Substituting k with 1 to 7 into the formulas above, we can solve the predicted sequence, residual, and relative error with Eqs. (7), (10), and (13), as shown in Table 9.

The values for k = 8 and k = 9 are predicted to be 103.278 and 124.970 mm, respectively. The two time points of field measurement data were 101 and 123 mm, respectively. The residuals of the predicted data compared with the experimental data of the two time points are −2.28 and −1.97 mm, while the relative errors are −2.3 and −1.6 %, respectively. Error detection in the predicted data in Table 10 shows that the mean square deviation ratio solved by Eq. (14) is C = 0.03 < 0.35, while the small error probability solved by Eq. (7) is found to be P = 1, and the prediction level is grade 1. Figure 6 shows the curves corresponding to the GAM and GM(1,1) predictions and the field measurements.

Table 10 GAM-predicted data, residuals, and relative errors of the roof separation from the field measurements
Fig. 6
figure 6

GAM- and GM(1,1)-predicted and original curves for the field measurements

Conclusions

  1. (1)

    We introduce the GAM modeling approach and apply it for the first time to forecast the change trend of roof separation.

  2. (2)

    To build our prediction model based on the GAM method, we use the roof separation data from a UDEC numerical simulation as the original observation data. We then apply the prediction model to predict the development trends of roof separation. The prediction data show little error with respect to the experimental data, and the trend is consistent with the experimental observations. For the sake of comparison, we also apply the traditional GM(1,1) method and find that the predicted error was larger than that in the GAM application.
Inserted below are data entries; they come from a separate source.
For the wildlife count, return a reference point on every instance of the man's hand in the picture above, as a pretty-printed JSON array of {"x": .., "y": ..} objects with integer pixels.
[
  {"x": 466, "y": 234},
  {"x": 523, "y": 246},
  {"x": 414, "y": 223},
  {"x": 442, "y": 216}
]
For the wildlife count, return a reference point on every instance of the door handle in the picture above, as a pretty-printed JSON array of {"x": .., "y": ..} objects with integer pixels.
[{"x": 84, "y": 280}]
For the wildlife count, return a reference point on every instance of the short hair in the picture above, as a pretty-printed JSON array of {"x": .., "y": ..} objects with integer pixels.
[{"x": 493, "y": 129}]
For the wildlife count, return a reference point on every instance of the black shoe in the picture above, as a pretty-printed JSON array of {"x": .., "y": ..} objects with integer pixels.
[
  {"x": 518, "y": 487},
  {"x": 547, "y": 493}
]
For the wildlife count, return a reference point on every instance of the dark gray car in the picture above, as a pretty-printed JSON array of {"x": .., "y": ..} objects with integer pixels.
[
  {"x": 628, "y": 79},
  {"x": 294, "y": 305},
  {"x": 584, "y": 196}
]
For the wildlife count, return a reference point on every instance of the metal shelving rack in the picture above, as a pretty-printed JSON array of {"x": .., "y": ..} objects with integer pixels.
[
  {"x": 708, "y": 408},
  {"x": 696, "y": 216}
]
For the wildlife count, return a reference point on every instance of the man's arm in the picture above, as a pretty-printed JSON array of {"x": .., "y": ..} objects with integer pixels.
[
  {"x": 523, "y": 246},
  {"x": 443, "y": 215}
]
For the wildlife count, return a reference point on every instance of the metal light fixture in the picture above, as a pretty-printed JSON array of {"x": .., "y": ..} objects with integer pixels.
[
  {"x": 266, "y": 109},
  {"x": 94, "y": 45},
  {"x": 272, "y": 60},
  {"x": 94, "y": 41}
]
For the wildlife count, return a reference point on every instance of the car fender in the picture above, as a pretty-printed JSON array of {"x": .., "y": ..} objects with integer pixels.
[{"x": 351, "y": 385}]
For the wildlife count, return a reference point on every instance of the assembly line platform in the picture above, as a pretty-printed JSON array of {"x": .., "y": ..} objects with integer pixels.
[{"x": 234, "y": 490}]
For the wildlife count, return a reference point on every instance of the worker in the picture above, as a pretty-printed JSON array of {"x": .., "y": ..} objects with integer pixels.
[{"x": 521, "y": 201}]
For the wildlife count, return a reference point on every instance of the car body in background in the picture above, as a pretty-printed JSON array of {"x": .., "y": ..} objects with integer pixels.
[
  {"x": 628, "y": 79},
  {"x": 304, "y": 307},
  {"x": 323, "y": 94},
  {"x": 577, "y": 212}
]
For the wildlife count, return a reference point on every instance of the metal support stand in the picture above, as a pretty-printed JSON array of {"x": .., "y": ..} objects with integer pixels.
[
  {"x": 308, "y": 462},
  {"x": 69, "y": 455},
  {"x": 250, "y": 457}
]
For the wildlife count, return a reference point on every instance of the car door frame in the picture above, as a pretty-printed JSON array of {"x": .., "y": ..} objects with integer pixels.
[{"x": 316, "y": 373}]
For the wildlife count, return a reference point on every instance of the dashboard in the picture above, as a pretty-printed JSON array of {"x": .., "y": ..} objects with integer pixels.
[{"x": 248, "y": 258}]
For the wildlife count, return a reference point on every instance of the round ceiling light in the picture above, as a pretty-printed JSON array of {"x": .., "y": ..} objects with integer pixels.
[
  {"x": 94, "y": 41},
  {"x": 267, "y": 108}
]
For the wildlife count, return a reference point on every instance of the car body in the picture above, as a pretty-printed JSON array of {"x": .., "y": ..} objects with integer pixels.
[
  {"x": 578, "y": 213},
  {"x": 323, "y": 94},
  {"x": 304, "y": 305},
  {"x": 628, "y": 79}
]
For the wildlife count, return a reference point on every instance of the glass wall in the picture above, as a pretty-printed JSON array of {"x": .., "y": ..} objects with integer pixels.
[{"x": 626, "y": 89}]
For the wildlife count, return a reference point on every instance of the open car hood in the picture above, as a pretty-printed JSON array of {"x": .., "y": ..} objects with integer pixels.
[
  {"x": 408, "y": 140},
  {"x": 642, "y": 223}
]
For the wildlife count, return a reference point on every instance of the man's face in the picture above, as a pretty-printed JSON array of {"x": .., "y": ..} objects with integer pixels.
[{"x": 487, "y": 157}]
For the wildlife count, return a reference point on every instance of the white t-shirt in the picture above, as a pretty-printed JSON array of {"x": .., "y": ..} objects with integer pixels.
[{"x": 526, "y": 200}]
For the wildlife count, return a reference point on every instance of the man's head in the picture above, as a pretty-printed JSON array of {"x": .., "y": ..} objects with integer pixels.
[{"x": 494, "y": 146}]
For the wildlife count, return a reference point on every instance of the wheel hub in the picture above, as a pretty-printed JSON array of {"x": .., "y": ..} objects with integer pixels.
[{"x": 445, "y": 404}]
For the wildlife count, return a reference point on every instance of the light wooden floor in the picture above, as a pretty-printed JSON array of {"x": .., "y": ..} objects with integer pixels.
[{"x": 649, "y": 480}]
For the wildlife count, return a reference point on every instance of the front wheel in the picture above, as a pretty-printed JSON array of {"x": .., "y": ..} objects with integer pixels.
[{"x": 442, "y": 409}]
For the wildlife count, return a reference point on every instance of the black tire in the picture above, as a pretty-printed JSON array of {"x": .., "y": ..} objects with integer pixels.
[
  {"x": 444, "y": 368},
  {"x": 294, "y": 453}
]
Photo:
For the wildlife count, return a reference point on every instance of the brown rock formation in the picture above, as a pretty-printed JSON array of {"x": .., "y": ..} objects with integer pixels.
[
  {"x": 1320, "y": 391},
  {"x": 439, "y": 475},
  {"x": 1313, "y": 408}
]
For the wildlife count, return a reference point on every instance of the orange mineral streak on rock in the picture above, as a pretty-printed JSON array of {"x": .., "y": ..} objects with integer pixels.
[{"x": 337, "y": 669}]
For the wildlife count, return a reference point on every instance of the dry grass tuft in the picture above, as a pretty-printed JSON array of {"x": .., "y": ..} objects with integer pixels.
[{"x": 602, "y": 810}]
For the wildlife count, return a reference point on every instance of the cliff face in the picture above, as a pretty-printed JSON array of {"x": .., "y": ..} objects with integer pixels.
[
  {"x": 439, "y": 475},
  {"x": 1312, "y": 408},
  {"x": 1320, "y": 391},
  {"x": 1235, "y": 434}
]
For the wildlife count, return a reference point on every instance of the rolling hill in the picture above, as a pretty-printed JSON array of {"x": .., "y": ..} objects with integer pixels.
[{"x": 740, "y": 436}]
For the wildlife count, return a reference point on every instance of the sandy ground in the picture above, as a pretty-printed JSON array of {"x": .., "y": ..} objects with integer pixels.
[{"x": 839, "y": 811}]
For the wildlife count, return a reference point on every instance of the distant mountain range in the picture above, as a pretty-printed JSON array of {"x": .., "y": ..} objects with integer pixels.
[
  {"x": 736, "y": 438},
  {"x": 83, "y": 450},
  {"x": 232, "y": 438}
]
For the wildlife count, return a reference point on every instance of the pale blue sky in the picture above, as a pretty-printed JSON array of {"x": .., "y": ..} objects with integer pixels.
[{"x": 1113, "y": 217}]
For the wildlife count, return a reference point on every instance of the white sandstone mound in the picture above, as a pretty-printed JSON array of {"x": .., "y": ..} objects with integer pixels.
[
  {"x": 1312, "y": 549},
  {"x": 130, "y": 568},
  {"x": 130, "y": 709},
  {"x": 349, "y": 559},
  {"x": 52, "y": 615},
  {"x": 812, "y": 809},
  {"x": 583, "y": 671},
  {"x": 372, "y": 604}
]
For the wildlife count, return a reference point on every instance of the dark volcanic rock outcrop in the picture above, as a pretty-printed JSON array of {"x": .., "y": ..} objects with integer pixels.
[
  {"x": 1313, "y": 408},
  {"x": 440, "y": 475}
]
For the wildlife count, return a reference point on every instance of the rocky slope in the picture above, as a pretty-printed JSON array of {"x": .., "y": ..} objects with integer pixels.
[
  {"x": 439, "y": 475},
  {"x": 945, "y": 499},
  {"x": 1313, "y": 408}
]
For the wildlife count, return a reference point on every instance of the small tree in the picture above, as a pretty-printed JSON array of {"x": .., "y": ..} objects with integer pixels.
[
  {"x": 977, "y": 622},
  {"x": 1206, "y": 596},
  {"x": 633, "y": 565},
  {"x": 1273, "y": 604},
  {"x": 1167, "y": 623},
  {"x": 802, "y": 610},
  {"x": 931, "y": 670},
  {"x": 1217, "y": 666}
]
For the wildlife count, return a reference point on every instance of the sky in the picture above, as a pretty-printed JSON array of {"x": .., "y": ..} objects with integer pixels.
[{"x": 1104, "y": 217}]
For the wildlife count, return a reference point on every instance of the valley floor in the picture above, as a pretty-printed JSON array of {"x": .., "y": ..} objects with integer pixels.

Thus, we prove that GAM is the more effective method for predicting roof separation trends.

  3. (3)

    In the case study making use of field-monitoring roof separation data from a mine, the GAM method leads to good prediction results. When we get the warning criterion of roof separation of a roadway according to empirical data statistical analysis, and set roof separation indicators to get a small amount data, then, we can predict the development trend of roof separation using GAM method based on the existing data. The GAM method provides the desired auxiliary decision-making information that can be used to issue warnings about roof fall accidents and thus has the greatest potential to help reduce and avoid these accidents.